I learnt something super useful today, a handy method that Ruby Hash has. Actually, it is more of a re-discovery. When I first came across this method, I couldn't appreciate its usefulness. One of the tasks I was working on resulted in a code like below, where tally
is your regular Hash and barcode
is a variable containing a key which may or may not be in the hash:
if tally[barcode] #if this particuar key is already present in this hash
tally[barcode] += 1 #increment the existing count
else
tally[barcode] = 1 #otherwise, start the count for this barcode with 1
end
This makes me feel clunky and heavy, such a simple logic, so many lines... Wish I could just do this instead:
tally[barcode] += 1
Of course, I can't do that, if the key doesn't exist, that means the return value out of the tally[barcode]
will be nil
and we can't add 1 to it.

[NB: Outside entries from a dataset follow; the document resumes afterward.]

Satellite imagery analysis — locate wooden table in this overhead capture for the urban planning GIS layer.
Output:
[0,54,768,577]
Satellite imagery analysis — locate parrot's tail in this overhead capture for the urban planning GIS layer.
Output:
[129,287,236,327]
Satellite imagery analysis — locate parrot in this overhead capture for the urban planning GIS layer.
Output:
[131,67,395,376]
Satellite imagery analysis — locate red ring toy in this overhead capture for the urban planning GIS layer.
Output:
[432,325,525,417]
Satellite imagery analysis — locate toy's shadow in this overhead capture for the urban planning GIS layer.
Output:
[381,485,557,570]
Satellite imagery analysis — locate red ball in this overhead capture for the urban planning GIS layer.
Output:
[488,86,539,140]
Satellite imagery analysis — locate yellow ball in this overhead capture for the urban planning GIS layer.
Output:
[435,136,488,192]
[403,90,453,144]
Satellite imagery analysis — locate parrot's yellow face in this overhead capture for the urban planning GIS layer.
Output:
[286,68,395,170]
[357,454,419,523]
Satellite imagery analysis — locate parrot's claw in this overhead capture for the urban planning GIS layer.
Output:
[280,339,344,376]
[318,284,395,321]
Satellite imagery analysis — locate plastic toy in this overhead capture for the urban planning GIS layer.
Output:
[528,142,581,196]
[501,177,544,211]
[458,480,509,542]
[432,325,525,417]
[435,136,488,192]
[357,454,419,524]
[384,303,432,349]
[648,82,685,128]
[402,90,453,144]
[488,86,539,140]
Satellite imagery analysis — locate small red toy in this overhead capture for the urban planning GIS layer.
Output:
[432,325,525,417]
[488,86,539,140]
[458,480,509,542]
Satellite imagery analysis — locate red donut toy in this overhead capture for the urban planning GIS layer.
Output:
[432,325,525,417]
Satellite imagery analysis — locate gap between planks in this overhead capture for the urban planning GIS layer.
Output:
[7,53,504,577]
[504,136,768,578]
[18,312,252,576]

Nevertheless, there must be a better way of doing this, we are using Ruby after all:
tally[barcode] = tally.fetch(barcode, 0) + 1
One line!!! Doesn't it feel satisfying? Let's now have a look at what fetch
method does. In short, if the key we are asking for is present, it will return corresponding value, however if it's not present, it will return the sesond argument we passed in. This is expremely helpful! In my case I was working on a checkout kata, where you have a set of bulk discounts, and before I could apply them, I had to get the quantity of each item so see if any were eligible. tally
is what I used to keep track of how many of each items I have. It would have looked something like:
{
'apples' => 3,
'pears' => 2,
}
If someone scans apples, since 'apples' key already exists, fetch will return 3 and we just increase the count to 4, but, if, say 'bananas' are scanned, the key is non-existent, our fetch will return 0 and since we are adding 1 after fetching, the first count for new barcode will be 1, which is exactly what we need, simples!
Next time you have to check if the key exists within the hash and are doing something different based on that, remember fetch
, it may save you some lines and add some elegance to your code!